European Commission unveils ETS review and electrification plan for industry and power costs

European Commission unveils ETS review and electrification plan for industry and power costs
EU unveils new climate plan

The European Commission is presenting a review of the EU Emissions Trading System and a new Electrification Action Plan as part of its push to align climate policy with competitiveness and energy security goals. The package also includes a proposal on future-proof electricity bills, with measures aimed at carbon pricing, grid efficiency, smart meter rollout and lower reliance on fossil fuels.

Highlights

  • European Commission's ETS review aligns carbon market with 2040 climate target, redirects 50% of national ETS revenues to decarbonisation, and launches a 100 billion euro Industrial Decarbonisation Bank including a 30 billion euro ETS Investment Booster before 2030.
  • ETS expansion brings maritime, aviation (including private jets after 2029), smaller ships, municipal waste incineration, and 250 million tonnes of domestic carbon removals into scope, while providing about 15 billion euros a year back to the shipping sector.
  • Electrification Action Plan targets 50% smart meter coverage by 2030, 200 GW of storage capacity, less taxation on electricity versus gas, and aims to phase out 100 billion euros currently spent annually on fossil fuel subsidies.

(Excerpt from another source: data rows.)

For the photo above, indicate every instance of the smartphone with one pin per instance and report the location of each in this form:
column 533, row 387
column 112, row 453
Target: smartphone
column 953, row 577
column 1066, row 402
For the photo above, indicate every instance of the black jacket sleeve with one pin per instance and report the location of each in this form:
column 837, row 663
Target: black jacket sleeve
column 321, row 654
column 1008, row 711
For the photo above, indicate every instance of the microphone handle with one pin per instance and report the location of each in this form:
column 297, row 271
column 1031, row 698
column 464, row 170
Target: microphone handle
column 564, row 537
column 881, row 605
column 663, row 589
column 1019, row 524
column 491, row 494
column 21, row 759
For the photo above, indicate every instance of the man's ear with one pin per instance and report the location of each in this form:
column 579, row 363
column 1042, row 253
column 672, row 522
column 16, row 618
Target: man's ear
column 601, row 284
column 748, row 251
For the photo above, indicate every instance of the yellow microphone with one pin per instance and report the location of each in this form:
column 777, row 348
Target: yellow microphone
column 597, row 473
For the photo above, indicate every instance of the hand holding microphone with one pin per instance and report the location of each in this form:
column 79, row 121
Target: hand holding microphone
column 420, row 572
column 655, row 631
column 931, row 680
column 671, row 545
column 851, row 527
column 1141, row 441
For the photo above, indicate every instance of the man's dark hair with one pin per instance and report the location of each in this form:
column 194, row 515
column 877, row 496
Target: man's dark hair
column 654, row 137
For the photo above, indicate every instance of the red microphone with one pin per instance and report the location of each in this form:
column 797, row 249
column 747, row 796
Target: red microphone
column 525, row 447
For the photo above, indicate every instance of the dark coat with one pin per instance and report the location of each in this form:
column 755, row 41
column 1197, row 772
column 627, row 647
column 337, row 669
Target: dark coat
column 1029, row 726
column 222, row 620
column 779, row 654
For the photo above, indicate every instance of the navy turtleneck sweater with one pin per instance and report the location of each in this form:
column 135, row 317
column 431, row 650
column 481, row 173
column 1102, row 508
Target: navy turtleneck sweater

Climate policy package targets investment and electrification

As reported by European Commission, citing remarks by the European Commission at the press conference, the package combines an ETS review, an Electrification Action Plan and a legislative proposal on electricity bills to reinforce the bloc's transition strategy. Commission Executive Vice-President Teresa Ribera says the measures are designed to preserve a credible carbon-price signal, improve reinvestment of ETS revenues and support a cleaner and more resilient European economy.

The Commission says the ETS has generated 270 billion euros for decarbonisation investment and helped cut emissions in covered sectors, especially power generation, over the past two decades. The review keeps the system aligned with the EU's 2040 climate target and is intended to reward companies that invest early in decarbonisation while providing a more predictable framework for the next 20 years.

Climate Commissioner Wopke Hoekstra says the proposal links climate ambition with industrial competitiveness and energy independence. Under the plan, free allocations after 2030 continue in exchange for decarbonisation investment in Europe, member states are required to direct 50% of national ETS revenues to decarbonising ETS sectors, and a 100 billion euro Industrial Decarbonisation Bank, including a 30 billion euro ETS Investment Booster before 2030, is meant to scale up industrial investment.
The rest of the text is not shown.